Tu pourrais nous dire en quoi ça consiste une "clean install" sur un iPad ?
C'est la restauration dans iTunes ?


----------



## MacSedik (29 Novembre 2010)

une clean install ça consiste à restaurer l'iPad avec ces paramètres d'usines. après tu remets ta musique, tes vidéos et les appli d'après tes sauvegardes.


----------



## garodelem (29 Novembre 2010)

Bonjour,

Je ne sais pas si je suis dans la bonne rubrique car tout nouveau ici.
Simplement pour vous idre que depuis la mise à jour de mon Ipad en 4.2 je suis dans l'impossibilité de bloquer mon écran à l'horizontal ou vertical car le bouton qui le permettait est devenu le bouton pour rendre muet le Ipad.

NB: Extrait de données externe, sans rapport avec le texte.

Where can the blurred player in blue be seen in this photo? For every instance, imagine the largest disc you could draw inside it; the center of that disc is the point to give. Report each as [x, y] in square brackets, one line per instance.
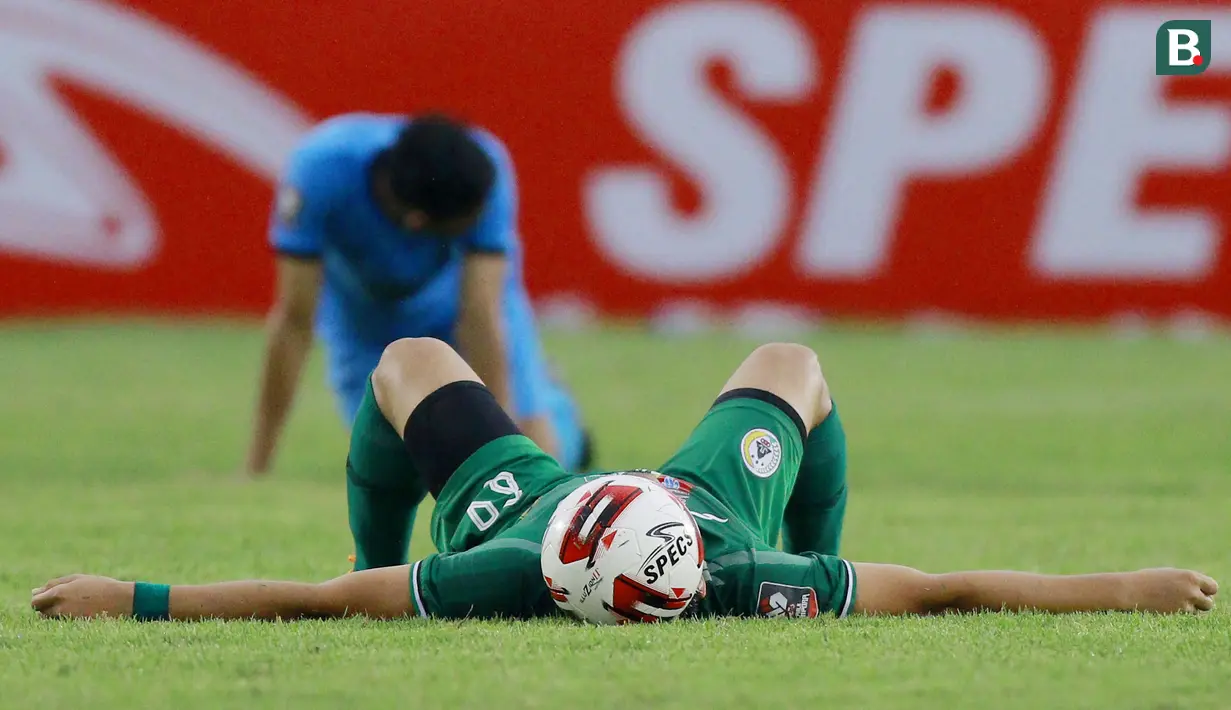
[388, 227]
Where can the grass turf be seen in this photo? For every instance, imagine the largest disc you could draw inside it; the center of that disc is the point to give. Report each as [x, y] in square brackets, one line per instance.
[1060, 453]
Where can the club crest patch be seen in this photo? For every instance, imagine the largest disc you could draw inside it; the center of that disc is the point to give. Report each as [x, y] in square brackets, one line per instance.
[761, 452]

En écrivant ce post je viens de m'appercevoir que maintenant la manip du blocage de l'écran est identique au iphone 4 c'est à dire double clic sur Home.
Désolé pour le dérangement mais si toutefois ca pouvait éclairer certain novice comme moi ce post aura servit à qulquechose. :rateau:


----------



## Membre supprimé 159332 (29 Novembre 2010)

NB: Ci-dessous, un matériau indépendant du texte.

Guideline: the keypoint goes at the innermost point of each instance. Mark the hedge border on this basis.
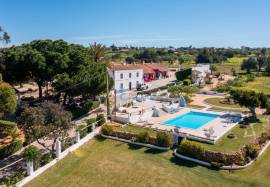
(204, 163)
(136, 143)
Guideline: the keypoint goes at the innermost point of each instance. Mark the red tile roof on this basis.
(147, 68)
(159, 67)
(124, 67)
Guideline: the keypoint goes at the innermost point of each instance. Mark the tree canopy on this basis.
(8, 102)
(46, 122)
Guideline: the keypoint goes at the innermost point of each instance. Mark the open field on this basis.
(218, 103)
(260, 84)
(242, 137)
(226, 110)
(111, 163)
(135, 129)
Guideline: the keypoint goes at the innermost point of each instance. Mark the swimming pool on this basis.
(192, 120)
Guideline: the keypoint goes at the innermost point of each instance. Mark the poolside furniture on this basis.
(146, 115)
(170, 108)
(182, 101)
(155, 112)
(122, 109)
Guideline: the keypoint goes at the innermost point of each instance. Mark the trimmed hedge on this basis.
(241, 157)
(107, 130)
(101, 120)
(163, 139)
(13, 147)
(191, 149)
(7, 127)
(83, 130)
(183, 74)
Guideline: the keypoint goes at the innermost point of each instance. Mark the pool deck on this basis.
(220, 125)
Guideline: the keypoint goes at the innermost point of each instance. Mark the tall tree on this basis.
(249, 64)
(248, 99)
(97, 51)
(46, 122)
(8, 102)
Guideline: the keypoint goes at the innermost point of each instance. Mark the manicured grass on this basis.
(226, 110)
(236, 60)
(219, 103)
(196, 106)
(111, 163)
(260, 84)
(135, 129)
(243, 136)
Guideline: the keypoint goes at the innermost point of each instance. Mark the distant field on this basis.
(110, 163)
(260, 84)
(242, 137)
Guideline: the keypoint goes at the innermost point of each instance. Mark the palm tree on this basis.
(5, 36)
(97, 51)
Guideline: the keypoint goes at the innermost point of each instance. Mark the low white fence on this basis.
(60, 155)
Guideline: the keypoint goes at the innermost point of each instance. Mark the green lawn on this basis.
(260, 84)
(135, 129)
(218, 103)
(225, 110)
(196, 106)
(242, 137)
(112, 163)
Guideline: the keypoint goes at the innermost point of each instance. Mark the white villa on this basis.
(126, 76)
(199, 73)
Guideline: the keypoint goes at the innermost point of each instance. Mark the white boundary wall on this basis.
(62, 155)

Pour ma part, je ne constate pas de ralentissement mais plutôt quelques saccades très légères au moment de la fermeture d'une application. Par contre le passage d'une application à l'autre est fluide tout comme le reste du logiciel. 
Pas non plus de véritable impact sur la batterie, le système du multitache semble assez bien fait même si je trouve qu'il faudrait une façon plus ergonomique pour y accéder. Avec la taille de l'écran, le petit bouton m'énerve un peu... (mais ça c'est un autre sujet)


----------